Learn how to knead and roll out fondant for a cake from professional pastry chef Katie Rosenhouse in this Howcast cake decorating video.

Transcript

Hi, I'm Katie, and I'm going to show you how to fondant a cake. So I'm starting with a nice blob of white fondant, this is just a vanilla fondant, and I've kneaded it into submission. You could see it's nice and soft, very pliable. What you're looking for is almost like a soft Play-doh, you really want to be able to kind of roll it out and cut it and shape it as you need. But you could see my cake is already ready to go. I just gave ma cake a little bit of a crumb coat, that's when you do a light layer, you can almost see the cake through. The goal is not to put a ton of frosting, especially when you're putting fondant on top, you really just want something for it to stick to, and you also of course want the flavor of a little bit of frosting too. But you could see very light layer all the way around, nice and even, and now I'm ready to go.

So the tools I need are, I have my rolling pin, I have a sifter with a little bit of confection sugar, or you could use corn starch, I have what's called a fondant smoother thing, that's not what it's called, but that's what I'm calling it right now, and I'm just going to use it to smooth out my surface, and a little paring knife to trim my edges, and that's it, and then it's just your muscles. So I'm going to give my surface a nice sift of confection sugar, this is to keep my fondant from sticking as I roll, and same thing on top, it's almost as if you are rolling out a pie dough, same idea.

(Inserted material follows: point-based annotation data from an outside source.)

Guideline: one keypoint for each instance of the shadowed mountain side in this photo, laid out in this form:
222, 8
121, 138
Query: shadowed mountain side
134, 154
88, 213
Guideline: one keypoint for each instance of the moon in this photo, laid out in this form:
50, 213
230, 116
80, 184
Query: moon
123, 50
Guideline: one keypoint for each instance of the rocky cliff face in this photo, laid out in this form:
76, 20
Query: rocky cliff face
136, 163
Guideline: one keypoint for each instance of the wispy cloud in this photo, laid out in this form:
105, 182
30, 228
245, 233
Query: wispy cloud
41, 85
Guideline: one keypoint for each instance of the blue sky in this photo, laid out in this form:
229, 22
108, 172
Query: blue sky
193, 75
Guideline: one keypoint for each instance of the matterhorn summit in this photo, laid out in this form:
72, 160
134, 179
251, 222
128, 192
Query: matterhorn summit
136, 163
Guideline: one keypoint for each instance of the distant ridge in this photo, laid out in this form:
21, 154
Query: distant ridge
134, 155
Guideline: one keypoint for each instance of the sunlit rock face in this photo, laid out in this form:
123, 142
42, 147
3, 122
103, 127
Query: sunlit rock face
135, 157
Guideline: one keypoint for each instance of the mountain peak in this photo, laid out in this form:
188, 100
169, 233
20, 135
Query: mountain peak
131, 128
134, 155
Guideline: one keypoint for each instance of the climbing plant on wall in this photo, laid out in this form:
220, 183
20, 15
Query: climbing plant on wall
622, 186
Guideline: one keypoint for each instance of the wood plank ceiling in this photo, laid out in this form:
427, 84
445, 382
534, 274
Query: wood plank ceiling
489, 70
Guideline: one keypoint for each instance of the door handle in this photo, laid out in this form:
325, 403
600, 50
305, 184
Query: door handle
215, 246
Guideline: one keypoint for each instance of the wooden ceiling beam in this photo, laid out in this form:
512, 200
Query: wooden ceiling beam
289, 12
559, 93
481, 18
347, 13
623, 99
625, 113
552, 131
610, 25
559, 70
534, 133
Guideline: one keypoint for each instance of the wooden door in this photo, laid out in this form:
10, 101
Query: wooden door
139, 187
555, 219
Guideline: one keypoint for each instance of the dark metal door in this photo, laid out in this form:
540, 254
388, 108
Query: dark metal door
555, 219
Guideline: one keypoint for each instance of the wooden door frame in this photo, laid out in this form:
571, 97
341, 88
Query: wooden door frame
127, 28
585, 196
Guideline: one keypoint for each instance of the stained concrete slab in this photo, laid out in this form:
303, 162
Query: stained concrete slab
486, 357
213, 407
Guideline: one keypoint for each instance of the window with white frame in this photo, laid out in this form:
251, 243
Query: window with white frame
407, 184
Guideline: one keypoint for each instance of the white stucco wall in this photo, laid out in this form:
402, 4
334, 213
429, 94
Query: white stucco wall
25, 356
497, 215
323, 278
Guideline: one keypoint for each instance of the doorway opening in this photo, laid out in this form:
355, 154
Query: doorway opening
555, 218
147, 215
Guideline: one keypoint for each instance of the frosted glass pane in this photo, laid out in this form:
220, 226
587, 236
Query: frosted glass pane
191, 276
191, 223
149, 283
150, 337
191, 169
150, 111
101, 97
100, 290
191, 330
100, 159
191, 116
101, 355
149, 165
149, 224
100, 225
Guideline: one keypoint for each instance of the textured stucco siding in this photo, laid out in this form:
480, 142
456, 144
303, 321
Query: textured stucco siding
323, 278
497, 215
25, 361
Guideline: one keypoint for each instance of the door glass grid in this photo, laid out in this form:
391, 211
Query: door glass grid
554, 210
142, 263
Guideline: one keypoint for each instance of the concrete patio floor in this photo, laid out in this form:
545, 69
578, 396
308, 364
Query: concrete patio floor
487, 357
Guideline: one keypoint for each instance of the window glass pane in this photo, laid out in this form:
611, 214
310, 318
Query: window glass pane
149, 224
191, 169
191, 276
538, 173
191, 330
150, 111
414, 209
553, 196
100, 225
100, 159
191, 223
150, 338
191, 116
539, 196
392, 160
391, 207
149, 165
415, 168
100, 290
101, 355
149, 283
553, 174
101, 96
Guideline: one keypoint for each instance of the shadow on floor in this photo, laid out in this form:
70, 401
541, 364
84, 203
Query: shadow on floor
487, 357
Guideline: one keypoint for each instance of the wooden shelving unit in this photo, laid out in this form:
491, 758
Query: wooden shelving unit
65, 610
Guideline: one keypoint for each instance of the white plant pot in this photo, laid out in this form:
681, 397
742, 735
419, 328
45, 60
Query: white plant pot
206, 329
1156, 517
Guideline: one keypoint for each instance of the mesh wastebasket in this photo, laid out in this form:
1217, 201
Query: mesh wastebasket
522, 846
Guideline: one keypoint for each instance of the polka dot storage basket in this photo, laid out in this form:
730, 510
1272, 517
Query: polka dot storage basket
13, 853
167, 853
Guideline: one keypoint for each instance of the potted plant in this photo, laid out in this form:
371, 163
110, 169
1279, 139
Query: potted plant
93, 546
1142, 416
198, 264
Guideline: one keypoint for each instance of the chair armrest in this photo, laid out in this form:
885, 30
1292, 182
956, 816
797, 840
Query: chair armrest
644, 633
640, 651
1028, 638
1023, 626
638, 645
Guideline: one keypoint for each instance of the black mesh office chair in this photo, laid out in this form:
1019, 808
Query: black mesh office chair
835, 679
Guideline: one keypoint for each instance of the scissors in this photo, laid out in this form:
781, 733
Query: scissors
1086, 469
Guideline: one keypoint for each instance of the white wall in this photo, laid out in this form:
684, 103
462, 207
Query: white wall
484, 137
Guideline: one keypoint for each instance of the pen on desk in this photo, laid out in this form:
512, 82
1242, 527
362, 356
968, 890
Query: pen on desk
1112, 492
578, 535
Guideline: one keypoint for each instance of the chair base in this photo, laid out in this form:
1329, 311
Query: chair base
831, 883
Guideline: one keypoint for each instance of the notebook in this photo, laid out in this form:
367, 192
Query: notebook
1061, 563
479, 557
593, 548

I'm going to be working and moving it constantly. If you see any bits of anything, you want to make sure your counters are really clean, but if they're not, just kind of kick out any crumbs that will tarnish the look of your fondant as you go. Remember constant moving, it's not only keeping it from sticking, but also if you keep rotating as you turn, as you roll, it will create a circle instead of creating a large square, if I were to just shift it by 90 degrees, so just constantly move it around. And what we're looking for is about an eighth of an inch, which is very thin. If you're in the kitchen and you don't have a ruler, and you're wondering what is an eighth of an inch, if you look at kind of the top portion of your thumb, it's usually about an inch, unless you have really big hands, so that's about half of that is half an inch, your nails is about a little more than a quarter of an inch, so we're aiming for an eighth, a very small, thin layer. So going to just keep rolling, and fondant definitely takes a lot of strength. Imagine doing huge wedding cakes and trying to cover gigantic surfaces, it gets tiring, so pastry chefs have such good muscles. Keep moving it around.